Memorial Day
War is man's most evil pursuit. Every single human motive morphs into something horrible and destructive; the most noble of man's qualities become misapplied. Somehow the diffident grasshopper becomes the predatory locust.
Yet within the world of men, some things must be done. Individuals must live and act within the admitted abomination that is war. In the Second War the Germans and the Japanese were asked to fulfill their destiny, to complete history. This involved destroying or subjugating everyone who was not them. The Allies' children were asked to fight for their lives. Their behavior in this gargantuan struggle should always stand as a testament to man's higher elements in the midst of man's lowest. Yet questions always arise.
When Obama was in Japan and visiting Hiroshima, new discussion of the WWII atomic bombing began. An article in the LA Times asserted the bombing was cruel, gratuitous, and not a factor in the ending of the war. "Most Americans have been taught that using atomic bombs on Hiroshima and Nagasaki in August 1945 was justified because the bombings ended the war in the Pacific, thereby averting a costly U.S. invasion of Japan. This erroneous contention finds its way into high school history texts still today," the article states. More, the cause of Japanese surrender was actually the Russian invasion of Manchuria. "It was not the atomic evisceration of Hiroshima and Nagasaki that ended the Pacific war. Instead, it was the Soviet invasion of Manchuria and other Japanese colonies that began at midnight on Aug. 8, 1945 — between the two bombings." Indeed the sentiment at least seems to be in line with current thinking; the majority of Americans in polls think the bombs should not have been dropped.

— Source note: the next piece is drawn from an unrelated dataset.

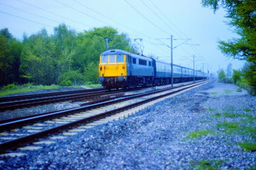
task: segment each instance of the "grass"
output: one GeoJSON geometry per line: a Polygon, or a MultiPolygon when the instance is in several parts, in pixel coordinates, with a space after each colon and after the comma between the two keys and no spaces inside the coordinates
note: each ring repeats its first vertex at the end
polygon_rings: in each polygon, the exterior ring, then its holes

Of course, people will differ in the assessment of history. Some assessments will be more accurate--sometimes more honest--than others. And many military men did not want to drop the weapons. But of all the wars in history, World War Two is the least ambiguous to analyze.
The History website has this summary:
Early on the morning of July 16, 1945, the Manhattan Project held its first successful test of an atomic device–a plutonium bomb–at the Trinity test site at Alamogordo, New Mexico.
General Douglas MacArthur and other top military commanders favored continuing the conventional bombing of Japan already in effect and following up with a massive invasion, codenamed “Operation Downfall.” They advised Truman that such an invasion would result in U.S. casualties of up to 1 million. In order to avoid such a high casualty rate, Truman decided–over the moral reservations of Secretary of War Henry Stimson, General Dwight Eisenhower and a number of the Manhattan Project scientists–to use the atomic bomb in the hopes of bringing the war to a quick end. Proponents of the A-bomb–such as James Byrnes, Truman’s secretary of state–believed that its devastating power would not only end the war, but also put the U.S. in a dominant position to determine the course of the postwar world. (italics added)
On August 6, 1945 an American B-29 bomber dropped the world’s first deployed atomic bomb over the Japanese city of Hiroshima. The explosion wiped out 90 percent of the city and immediately killed 80,000 people; tens of thousands more would later die of radiation exposure. Three days later, a second B-29 dropped another A-bomb on Nagasaki, killing an estimated 40,000 people. Japan’s Emperor Hirohito announced his country’s unconditional surrender in World War II in a radio address on August 15, citing the devastating power of “a new and most cruel bomb.”
So the Emperor cites the bomb as a factor. And the alternative was an island-by-island attack on Japan that the experts accepted would cost one million--MILLION--American lives.
The LA Times article suggests the U.S. ignored a Japanese peace approach to the U.S. requesting only the Emperor survive. But that is not entirely true. Their proposal was to keep the Emperor and the current governing militaristic system intact, something the Allies thought nonnegotiable. Another element overlooked in the LA Times article is the continuity of events. Over 200,000 people were killed in the atomic attacks. Isolated, that is horrific. One wonders how the essayist saw those deaths in the context of the war itself. Or do they spare themselves the difficulty? China suffered between 15 and 17 million--MILLION--deaths directly related to combat--many described as "crimes against humanity." The Russians lost 25 to 27 million. MILLION. Certainly, we need kinder, gentler wars.
Nonetheless, the LA Times article was quite critical of American behavior and motives in one of the world's most easily evaluated conflicts, the American democracy vs. Nazis and Japanese imperialists. Applying morality to war is tricky and can be practiced only by our best and brightest. Fortunately, a look at the by-line has the reassuring information that the LA Times article was authored by none other than Oliver Stone, the esteemed and awarded movie director. He is certainly qualified. As a member of the exclusive self-absorbed entertainment cult and the reliable creator of the movie JFK, one of the cult's more astonishing productions of historical analysis, we can certainly rely upon his opinion.
And I'm sure he would have been willing to talk to the widows, the orphans, and the parents of those million Americans, explaining that those soldiers had to die assaulting the Japanese islands because we were true to our inner nature and did not drop the cruel bombs that could have ended the war. That was not who we are.